Saturday, September 15, 2007

Goal Setting for Kids

Goals Must be Exclusive

The basic rule is "One goal at a time!" It is better to set oneself single-mindedly to achieving one goal first and then the other, rather than dividing one's attentions between two equally important goals. Like the old Native American saying “An eagle that chases two rabbits catches neither.”

Having said that, it is desirable to have goals in different aspects of life – school and hobbies for instance – as long as they don’t compete or interfere with each other.
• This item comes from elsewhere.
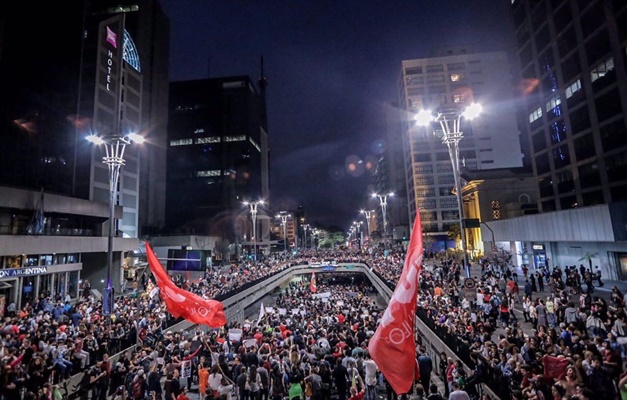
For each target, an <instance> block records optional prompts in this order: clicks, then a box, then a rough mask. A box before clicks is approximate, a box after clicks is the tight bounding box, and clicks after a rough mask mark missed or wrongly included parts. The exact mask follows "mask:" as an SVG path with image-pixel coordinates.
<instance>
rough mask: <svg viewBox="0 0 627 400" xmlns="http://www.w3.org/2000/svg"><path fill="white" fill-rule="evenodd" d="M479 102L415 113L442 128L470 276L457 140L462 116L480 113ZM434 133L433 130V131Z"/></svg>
mask: <svg viewBox="0 0 627 400" xmlns="http://www.w3.org/2000/svg"><path fill="white" fill-rule="evenodd" d="M481 111H482V107H481V105H480V104H477V103H472V104H470V105H468V106H467V107H466V108H464V109H460V108H458V107H443V108H441V109H440V110H438V111H436V112H431V111H428V110H421V111H420V112H418V114H417V115H416V122H417V124H418V125H421V126H430V125H431V123H432V122H436V123H437V122H439V123H440V127H441V128H442V138H441V139H442V143H443V144H445V145H446V146H447V147H448V154H449V157H450V159H451V164H452V165H453V178H454V181H455V194H456V195H457V207H458V212H459V229H460V232H461V239H462V251H463V252H464V270H465V271H466V276H468V277H470V270H469V268H468V267H469V264H468V251H467V249H466V248H467V244H466V232H465V229H464V212H463V211H464V207H463V204H462V186H461V177H460V176H459V141H460V140H462V139H463V137H464V134H463V132H462V131H461V120H462V118H464V119H467V120H472V119H473V118H476V117H478V116H479V114H481ZM434 134H435V131H434Z"/></svg>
In addition, your child’s long-term goal will often be made up of numerous short-term goals to be completed one after the other. Bear in mind that, for many children, a month may seem like "long term", while an adult's set of goals may be spread over the next five or more years. So don't expect your child to see his day-to-day goals as a means to accomplishing something when he's grown up! A few children really do have a very clear idea of what they want to do in life, but they are in the minority.

The main point is to make sure that you never have two goals that are competing with one another. For instance, your child might have a goal of improving at school, split up into different topics, with one topic covered by each day of the week. In addition, he might have a goal of getting better at his chosen sport. This would not compete with the time he needs to devote to his schoolwork, and the two are compatible.

So it might be better to state the one-at-a-time rule in clearer terms: "Do not have more than one goal competing with each other for time, concentration or any other commodity."